Forums have more structure beyond the overall shared topic. They are generally subdivided into one or two levels of subforums and when you write something, you reinforce the filing system by choosing the appropriate subforum. And if you don't pick the right subforum, there is generally a moderator who will fix it up for you. This structured filing system makes it fairly easy to jump into a forum site and zero in on the postings that are of interest. However, if the shared topic of the site changes or grows, it can be difficult to adapt the forum structure other than by adding or deleting subforums.

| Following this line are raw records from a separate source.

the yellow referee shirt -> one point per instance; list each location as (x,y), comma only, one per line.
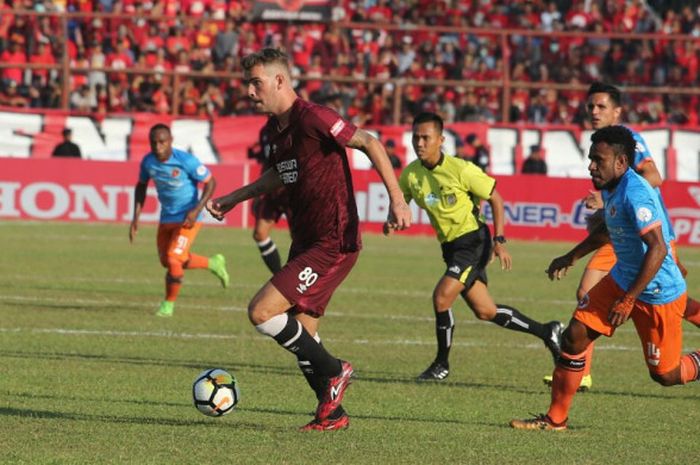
(450,192)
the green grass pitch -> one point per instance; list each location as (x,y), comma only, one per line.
(89,376)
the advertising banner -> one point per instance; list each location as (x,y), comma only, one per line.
(536,207)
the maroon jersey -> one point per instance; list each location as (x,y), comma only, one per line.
(309,156)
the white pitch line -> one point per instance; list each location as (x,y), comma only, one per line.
(334,313)
(209,336)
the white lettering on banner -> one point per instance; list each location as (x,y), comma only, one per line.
(8,190)
(373,205)
(538,214)
(87,195)
(77,202)
(378,202)
(109,142)
(17,201)
(29,196)
(194,136)
(17,132)
(686,221)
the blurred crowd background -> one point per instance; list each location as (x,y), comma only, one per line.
(353,61)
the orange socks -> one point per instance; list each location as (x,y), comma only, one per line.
(566,380)
(197,261)
(589,359)
(172,287)
(690,367)
(692,311)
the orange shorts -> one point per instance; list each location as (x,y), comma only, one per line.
(604,258)
(175,241)
(658,326)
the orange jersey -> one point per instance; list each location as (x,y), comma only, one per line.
(174,241)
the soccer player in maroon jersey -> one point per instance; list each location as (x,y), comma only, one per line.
(307,152)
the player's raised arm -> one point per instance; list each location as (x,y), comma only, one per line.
(207,192)
(267,182)
(399,212)
(499,246)
(139,200)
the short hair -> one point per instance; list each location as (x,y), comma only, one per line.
(604,88)
(158,127)
(619,138)
(265,57)
(429,117)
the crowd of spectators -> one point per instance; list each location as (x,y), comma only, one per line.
(210,36)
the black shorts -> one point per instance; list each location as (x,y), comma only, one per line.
(467,256)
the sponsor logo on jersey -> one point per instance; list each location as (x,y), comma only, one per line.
(431,199)
(583,303)
(288,171)
(337,127)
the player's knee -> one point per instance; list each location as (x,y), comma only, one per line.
(667,379)
(574,339)
(580,294)
(259,236)
(484,313)
(257,314)
(441,301)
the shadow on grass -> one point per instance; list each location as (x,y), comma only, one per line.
(204,422)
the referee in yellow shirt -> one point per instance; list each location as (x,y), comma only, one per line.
(450,190)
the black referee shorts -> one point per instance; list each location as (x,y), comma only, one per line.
(467,256)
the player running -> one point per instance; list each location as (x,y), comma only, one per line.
(605,109)
(450,190)
(645,283)
(307,151)
(176,175)
(267,209)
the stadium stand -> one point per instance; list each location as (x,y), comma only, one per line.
(365,49)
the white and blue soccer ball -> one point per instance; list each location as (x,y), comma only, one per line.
(215,392)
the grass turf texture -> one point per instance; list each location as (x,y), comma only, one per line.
(90,376)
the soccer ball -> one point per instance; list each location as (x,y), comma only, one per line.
(215,392)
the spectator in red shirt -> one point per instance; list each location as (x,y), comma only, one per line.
(177,41)
(13,55)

Blogs on the other hand have both structure and malleability. If you tag all your postings and delete irrelevant comments, then a blog site is at least as indexed as a forum, and pretty easy to jump into. But it also has the same kind of time indexing that a mailing list archive has, so you can zero in on a certain time period if you want to. And if you want to change the structure of the existing postings, you can do this by editing the tags and/or adding new ones. Maybe you decided that BABY was not really an appropriate tag once your toddler is talking up a storm, because it draws too much attention to those postings. But you don't want to delete the posts, just de-emphasize. Just delete the BABY tag, or change it to a more general one like FAMILY. This kind of subforum merging is generally harder to do, or impossible with forums.

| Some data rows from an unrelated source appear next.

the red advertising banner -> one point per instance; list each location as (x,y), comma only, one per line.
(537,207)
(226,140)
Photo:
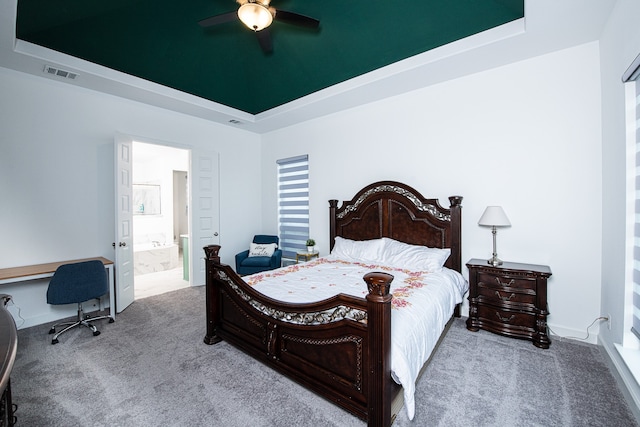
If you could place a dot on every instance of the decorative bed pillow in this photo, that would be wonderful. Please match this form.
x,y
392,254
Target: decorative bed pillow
x,y
262,249
414,257
358,250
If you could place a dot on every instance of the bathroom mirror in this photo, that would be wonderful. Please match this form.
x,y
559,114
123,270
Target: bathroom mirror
x,y
146,199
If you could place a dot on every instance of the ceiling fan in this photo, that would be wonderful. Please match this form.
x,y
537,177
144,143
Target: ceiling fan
x,y
257,15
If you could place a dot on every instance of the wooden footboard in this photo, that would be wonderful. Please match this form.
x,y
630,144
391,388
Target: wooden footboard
x,y
340,348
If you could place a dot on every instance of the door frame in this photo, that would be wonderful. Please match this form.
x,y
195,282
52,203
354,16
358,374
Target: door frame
x,y
204,217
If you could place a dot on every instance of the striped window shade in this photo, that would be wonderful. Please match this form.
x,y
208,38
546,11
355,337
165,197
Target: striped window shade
x,y
631,75
293,204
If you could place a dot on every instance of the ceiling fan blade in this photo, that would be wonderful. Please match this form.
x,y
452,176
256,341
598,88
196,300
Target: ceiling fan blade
x,y
218,19
264,38
296,19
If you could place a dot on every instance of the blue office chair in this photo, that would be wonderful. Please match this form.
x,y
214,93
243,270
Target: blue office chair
x,y
255,264
74,284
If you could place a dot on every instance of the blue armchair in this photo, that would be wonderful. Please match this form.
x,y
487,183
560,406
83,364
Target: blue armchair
x,y
246,264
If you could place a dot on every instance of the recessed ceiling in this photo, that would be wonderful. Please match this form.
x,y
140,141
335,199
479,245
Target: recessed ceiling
x,y
161,41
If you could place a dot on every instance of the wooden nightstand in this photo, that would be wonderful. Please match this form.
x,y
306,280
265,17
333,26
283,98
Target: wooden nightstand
x,y
510,300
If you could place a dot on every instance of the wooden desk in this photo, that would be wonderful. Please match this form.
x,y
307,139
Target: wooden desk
x,y
42,271
8,350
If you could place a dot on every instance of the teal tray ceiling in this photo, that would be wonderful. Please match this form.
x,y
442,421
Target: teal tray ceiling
x,y
161,41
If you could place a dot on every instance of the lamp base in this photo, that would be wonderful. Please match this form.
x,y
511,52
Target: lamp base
x,y
494,260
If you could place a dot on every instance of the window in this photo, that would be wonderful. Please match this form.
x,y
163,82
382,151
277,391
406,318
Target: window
x,y
293,204
631,77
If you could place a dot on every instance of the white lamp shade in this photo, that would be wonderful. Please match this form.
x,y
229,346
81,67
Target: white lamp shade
x,y
255,16
494,216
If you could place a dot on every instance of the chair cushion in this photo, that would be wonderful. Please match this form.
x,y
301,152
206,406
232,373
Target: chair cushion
x,y
265,238
256,261
262,249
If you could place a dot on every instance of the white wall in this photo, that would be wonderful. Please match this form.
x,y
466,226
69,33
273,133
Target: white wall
x,y
525,136
57,175
620,44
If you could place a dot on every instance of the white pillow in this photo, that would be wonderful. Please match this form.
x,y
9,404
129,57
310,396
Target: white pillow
x,y
262,249
414,257
358,250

And then there are wikis. Some wiki engines have blog-like and forum-like features. Others lean towards collaborative document editing. And then there is Wikipedia which is much-imitated within corporate firewalls. I have contributed lots of articles and a few templates, and some help guidelines for my employer's wiki encyclopedia. It is ranked high by our intranet search engine so we use it to provide a few sentences about important intranet pages that would otherwise be lost in the noise. A user looking for info does a search, hits our wiki encyclopedia page, and finds a brief explanation with links to intranet sites or collaboration wiki pages with comprehensive info. If it is an acronym definition article, a template inserts automatic links at the bottom of the article to search Wikipedia, our collaboration wiki, or the whole intranet. The template also adds the acronym to categories such as Common Acronyms, Our Company Only, or Specialised Local Meanings. Note that I mentioned a collaboration wiki. We have a completely separate wiki installation for people to do collaborative work from building documents, to tracking projects, to publishing weekly reports. More people use that wiki than use the Sharepoint installation.

We also have an internal blog site but I mostly post comments on other people's blogs to encourage them to post more. A good blog is a dialog, and in a business environment you need people to take the lead and show everyone else that it is OK to comment on a blog, even if it is written by a senior manager. Now that we have 30-40 blog postings a day, and about a dozen new blogs being started every week, I've decided to switch from commenting to posting, but to do it out here on the Internet because I think that what I have to say is more useful to a general audience.

Much of my postings will be about technology but there will also be some about futures, and about society. And some wild ideas because I like to keep my out of the box thinking engine fully tuned.